El tema de la “mota” o de la “brizna” que hay en el ojo del prójimo encuentra eco en una frase semejante atribuida al Rabbí Tarpón (hacia el año 100 d.C.). Según parece, entristecido porque la gente de su tiempo no toleraba el más mínimo reproche, Rabbí Tarpón dijo: “Si uno dijera: Quítate esa mota que tienes en el ojo, el otro podría responderle: Y tú quítate la viga que tienes en el tuyo”. La figura, en todas sus formulaciones, es deliberadamente grotesca y pretende ilustrar la inclinación humana hacia la crítica y la reacción espontánea que produce (cf. J. Fitzmyer).

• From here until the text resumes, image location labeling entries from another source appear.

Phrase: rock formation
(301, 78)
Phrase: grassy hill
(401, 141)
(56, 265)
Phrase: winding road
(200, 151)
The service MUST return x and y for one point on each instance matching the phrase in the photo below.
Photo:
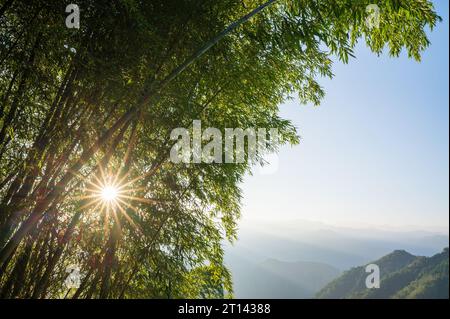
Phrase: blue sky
(375, 152)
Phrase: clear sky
(375, 152)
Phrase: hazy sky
(375, 152)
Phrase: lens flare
(109, 193)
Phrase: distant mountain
(402, 275)
(277, 279)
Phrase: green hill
(402, 275)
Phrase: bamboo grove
(79, 107)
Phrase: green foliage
(402, 276)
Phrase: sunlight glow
(109, 193)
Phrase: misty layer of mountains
(302, 259)
(402, 276)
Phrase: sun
(109, 193)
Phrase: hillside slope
(402, 276)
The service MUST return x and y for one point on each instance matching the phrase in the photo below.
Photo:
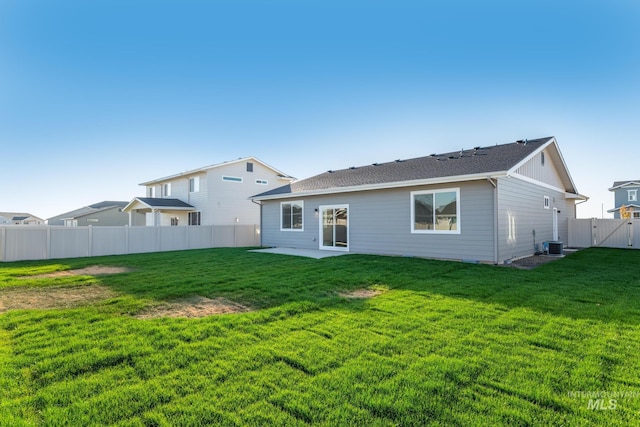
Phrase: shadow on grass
(597, 284)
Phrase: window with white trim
(435, 211)
(194, 184)
(166, 189)
(232, 178)
(291, 216)
(194, 218)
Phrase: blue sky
(98, 96)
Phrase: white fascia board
(386, 185)
(134, 201)
(576, 196)
(553, 142)
(626, 184)
(536, 182)
(626, 206)
(567, 194)
(172, 208)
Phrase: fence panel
(606, 233)
(109, 241)
(48, 242)
(69, 242)
(25, 242)
(143, 239)
(580, 233)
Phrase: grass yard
(439, 343)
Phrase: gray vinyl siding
(380, 223)
(521, 207)
(622, 198)
(546, 172)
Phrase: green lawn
(445, 343)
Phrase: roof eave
(626, 184)
(386, 185)
(217, 165)
(554, 142)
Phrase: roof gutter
(385, 185)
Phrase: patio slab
(309, 253)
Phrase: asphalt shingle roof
(619, 183)
(164, 203)
(457, 163)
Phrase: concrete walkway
(309, 253)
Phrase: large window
(194, 184)
(166, 190)
(232, 178)
(291, 216)
(194, 218)
(435, 211)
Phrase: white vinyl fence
(606, 233)
(31, 242)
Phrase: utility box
(555, 248)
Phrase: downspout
(260, 229)
(495, 219)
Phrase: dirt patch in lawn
(531, 262)
(196, 306)
(95, 270)
(360, 293)
(53, 297)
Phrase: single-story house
(105, 213)
(19, 218)
(484, 204)
(626, 194)
(212, 195)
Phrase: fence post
(90, 251)
(3, 236)
(48, 253)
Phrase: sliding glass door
(334, 227)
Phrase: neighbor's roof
(620, 184)
(23, 215)
(157, 203)
(91, 209)
(475, 163)
(217, 165)
(631, 206)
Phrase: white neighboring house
(212, 195)
(19, 218)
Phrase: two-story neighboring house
(626, 194)
(211, 195)
(106, 213)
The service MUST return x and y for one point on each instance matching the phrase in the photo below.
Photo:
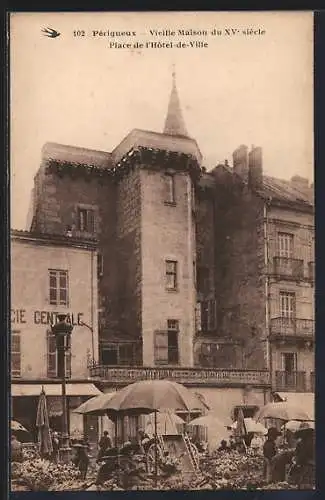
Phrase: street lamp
(92, 340)
(62, 331)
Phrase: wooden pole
(156, 450)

La máxima subraya la necesidad de una sincera evaluación de las propias limitaciones en orden a un serio perfeccionamiento de las capacidades innatas. Solo el que logra superar sus fallos personales puede alcanzar una visión suficientemente aguda como para ayudar a sus semejantes. Aquí, las palabras de Jesús no imponen a sus discípulos la prohibición de formarse un juicio moral sobre la conducta del ser humano —aunque se prohíba explícitamente en el “discurso del monte” (cf. Mt 7,1-5; Lc 6,37-38)— ; lo que se condena es todo intento de corregir a los demás antes de haberse aplicado a sí mismos esa norma de conducta. Si bien es indudable que esta máxima se refiere a los responsables de la comunidad, no se restringen a ellos, sino que se extiende a todos los seguidores de Jesús.
La calificación final de Jesús —dirigida a los líderes sin autocrítica— es muy dura porque les endosa el apelativo negativo “hipócrita” (Lc 6,42), expresión que se aplica de ordinario al “actor de teatro”, pero que ha adquirido un cambio semántico para llegar a significar “embustero” o “farsante”. Se corresponde con la palabra hebrea jānēp que quiere decir “impío” o “malvado”.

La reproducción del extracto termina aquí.